I also felt hopeless like that bed was going to be my future. I was just going to be surrounded by tissues from crying my eyes out for the rest of my life. And it got so bad that in week four I stuffed myself full of every drug they’d given me and got myself on a plane and flew 4,000 kilometers home to my mummy, so she could look after me.
It turns out that it was a virus that sent me to bed. But it was my poor health choices and my lack of energy reserves that kept me there.
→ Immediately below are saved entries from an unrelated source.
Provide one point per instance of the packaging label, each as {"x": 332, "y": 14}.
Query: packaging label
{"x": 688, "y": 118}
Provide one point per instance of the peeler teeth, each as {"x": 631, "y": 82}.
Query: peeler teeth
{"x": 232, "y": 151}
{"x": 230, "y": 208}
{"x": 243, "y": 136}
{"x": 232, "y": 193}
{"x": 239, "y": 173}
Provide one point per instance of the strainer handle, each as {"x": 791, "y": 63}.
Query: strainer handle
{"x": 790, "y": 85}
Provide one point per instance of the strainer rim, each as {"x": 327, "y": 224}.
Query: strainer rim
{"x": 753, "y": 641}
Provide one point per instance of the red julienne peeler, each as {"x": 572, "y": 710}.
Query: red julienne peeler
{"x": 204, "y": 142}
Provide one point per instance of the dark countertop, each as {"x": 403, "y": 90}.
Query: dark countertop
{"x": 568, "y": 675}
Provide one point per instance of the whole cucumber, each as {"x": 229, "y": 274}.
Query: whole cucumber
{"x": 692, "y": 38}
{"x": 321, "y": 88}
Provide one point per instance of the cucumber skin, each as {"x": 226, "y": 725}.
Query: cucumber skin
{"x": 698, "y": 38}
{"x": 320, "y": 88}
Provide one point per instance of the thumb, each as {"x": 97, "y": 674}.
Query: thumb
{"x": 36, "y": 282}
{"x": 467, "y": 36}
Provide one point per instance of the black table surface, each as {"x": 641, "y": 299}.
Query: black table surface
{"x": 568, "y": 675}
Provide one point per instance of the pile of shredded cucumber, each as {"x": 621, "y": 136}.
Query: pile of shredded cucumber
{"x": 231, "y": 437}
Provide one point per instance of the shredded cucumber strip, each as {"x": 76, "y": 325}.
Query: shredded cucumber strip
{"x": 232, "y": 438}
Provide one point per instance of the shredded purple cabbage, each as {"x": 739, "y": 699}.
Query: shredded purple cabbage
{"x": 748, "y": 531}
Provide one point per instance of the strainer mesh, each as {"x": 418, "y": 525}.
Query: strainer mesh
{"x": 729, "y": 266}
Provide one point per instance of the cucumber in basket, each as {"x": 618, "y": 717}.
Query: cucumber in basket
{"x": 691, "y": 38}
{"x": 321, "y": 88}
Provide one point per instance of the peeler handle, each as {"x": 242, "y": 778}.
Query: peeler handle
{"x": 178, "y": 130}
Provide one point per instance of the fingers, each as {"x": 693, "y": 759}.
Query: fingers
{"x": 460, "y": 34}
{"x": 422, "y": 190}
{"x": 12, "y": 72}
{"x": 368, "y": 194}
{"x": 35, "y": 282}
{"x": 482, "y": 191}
As a result of that sickness I’ve lost half of the hearing in my right ear and I now have gold crowns which I call my mouth bling on my rear molars because I split my teeth in two grinding them in my sleep from the stress.
Having your health irreversibly damaged when you’re 26 years old, there’s no fun at all. But it was the wake-up call that I needed.
I decided to take leave without pay and went travelling to South America with my partner. And having now seen it, I can say there’s nothing quite like a man-made marvel such as much you pitch you to put the insignificance of your work into perspective.
Three months later, I had seen six countries and my eyes had been opened to a world beyond work and beyond Australia. And I thought about why I had made work such a big part of my life when there seemed so much more to be discovered. Alas! All good things must come to an end, I flew home and back to work.
When I got back to work, it was a bit of a shock but I soon fell into my old routine. Until three months later my little sister Megan committed suicide; she was 24 years old and I thought she had everything to live for.
Megan’s death brought that idle pondering into sharp focus. I became consumed with questions about why we work ourselves to death, why we spend so much of our time at work not enjoying it and sacrificing so much.
My life to that point was an example like a textbook. I had allowed myself to be worked to the point of physical and mental collapse for a company that would have replaced me within a week if I’d gone under a bus. It seemed like a waste of my time and like most people in personal crisis, I went looking for help.
And I started in the self-help section of a book store, back when you used to like actually go into a bookstore and that’s when I came across Tim Ferriss’ 4-Hour Workweek, and it was a revelation. Particularly on the topic of time.
It’s no surprise that time poor is the catch cry of our era because it’s our most precious non-renewable resource. We lament the lack of hours in the day to do all that we could want to do. Never mind, that you and I have the same 24 hours a day as Beyoncé or Barack Obama. It just never feels like we have enough time and that’s over the micro scale of a single day.
Over the macro scale of our lifetimes we spend 40 plus of our best years, grinding away, sometimes our teeth at work. And then, finally, we reach the official retirement age and we get to stop.